Wednesday, 7 January 2009

PROPORTIONALITY AND WAR



I know a thing or two about Just War theory, and even once wrote a book about its application in the Israel-Arab conflict. I find it hard to sleep these days, so I've spent the predawn hours carrying out a little experiment. Since by now there seem to be thousands of readers of this blog, I earnestly invite any of you who wish to join me in this, to strengthen or weaken my findings, either way. I'm serious, not facetious.


As is customary when Israel goes to war, the media fills up with pseudo-learned discussions of proportionality, just-war theory, and sermons of self-anointed human rights organizations. I'm interested to investigate whether this phenomenon happens all the time but I notice only when Israel is the target, or perhaps something else is going on. So I've gone to various news-related web sites, and have used their own search engines to seek proportionality war, a combination which seems plausible, wouldn't you agree? There undoubtedly are other possible searches one could use, and it would be possible to dig deeper than what I've done, so that's where the rest of you are invited to pile in and prove me right or wrong.


The New York Times search engine:The first 20 results contain six articles about Israel's actions in Lebanon in 2006 or Gaza now. Three are from the 1970s, and talk about Vietnam; a fourth, from 2003, reviews a film about Vietnam. The rest, so my impression after skimming over them, focus one way or another on the war in Iraq, though interestingly they're concentrated in the second half of the list. Vietnam trumps Iraq and Israel trumps Vietnam when you look at the order of appearance.


The Guardian (and note, here I arranged the results using their "most relevant first" function):Like in every other aspect, the Guardian and I see the world differently; even their search engine. Else how to explain that the first seven (!) have nothing to do with the matter, but include articles about the tour de France, private schools, and downloading a book by Cory Doctorow. The next six seem to deal either with Afghanistan or terrorism in Britain. The next seven items all deal with Israel.


The BBC:
Seven items seem to be about the War on Terror, including the first three. Four (all in the first ten) are about a film on Vietnam. three are about Israel. The rest I can't explain (more teachers and schools).


The Economist:
Their search engine, thankfully, doesn't send results merely for the purpose of showing results. So my query gave only 7 results. Four are about Israel. One is a book review of a relevant book (which sounds good), and the last two - well, I'm not sure why they got onto the list.


The Independent:
Their search engine is even stranger than that at the Guardian: ten of the first ten items had nothing to do with the matter (though there is one item about how an Israeli shipping magnate, Sammy Ofer, donated money to rebuild the Cutty Sark).
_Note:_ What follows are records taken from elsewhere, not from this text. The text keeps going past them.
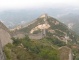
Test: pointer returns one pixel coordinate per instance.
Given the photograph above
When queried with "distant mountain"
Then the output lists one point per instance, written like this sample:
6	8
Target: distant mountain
12	18
46	26
72	21
45	38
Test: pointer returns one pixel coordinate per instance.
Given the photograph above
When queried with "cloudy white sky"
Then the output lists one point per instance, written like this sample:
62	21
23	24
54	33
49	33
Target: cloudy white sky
20	4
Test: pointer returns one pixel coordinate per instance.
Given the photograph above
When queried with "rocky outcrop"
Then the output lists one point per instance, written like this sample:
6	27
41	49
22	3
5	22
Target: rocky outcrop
65	53
5	36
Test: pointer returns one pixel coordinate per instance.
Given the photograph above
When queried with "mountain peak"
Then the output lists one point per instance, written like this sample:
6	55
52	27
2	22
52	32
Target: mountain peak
43	15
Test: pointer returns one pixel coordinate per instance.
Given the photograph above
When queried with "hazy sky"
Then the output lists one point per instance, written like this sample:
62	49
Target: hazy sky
21	4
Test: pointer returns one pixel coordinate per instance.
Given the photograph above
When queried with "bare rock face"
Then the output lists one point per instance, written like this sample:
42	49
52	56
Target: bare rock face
4	35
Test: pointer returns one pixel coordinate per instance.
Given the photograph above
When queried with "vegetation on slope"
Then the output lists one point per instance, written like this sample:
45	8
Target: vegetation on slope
26	49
OK, enough for this morning, there are other things to do in life besides blogging. Before signing off, however, a quick summary:
1. Israel is disproportionally represented. Surprise.
2. More nuanced searches are required, since each media outlet uses different terminology. A website that rants only about Israeli crimes, never about its proportionality or lack of it in waging war, won't register in my search parameters. Ergo, comparisons need to address the varying vocabularies in different organizations and over time.
3. I didn't see any mention of Russia, nor or the Iraq-Iran war (remember that one? With more than a million dead?), nor of anything beyond the same recurring three: Israel's wars, America's and Britain's. Given that the publications I looked at were American or mostly British, this means the only foreign country, seen from the perspective of the publications, was Israel.


Please feel free to broaden the search.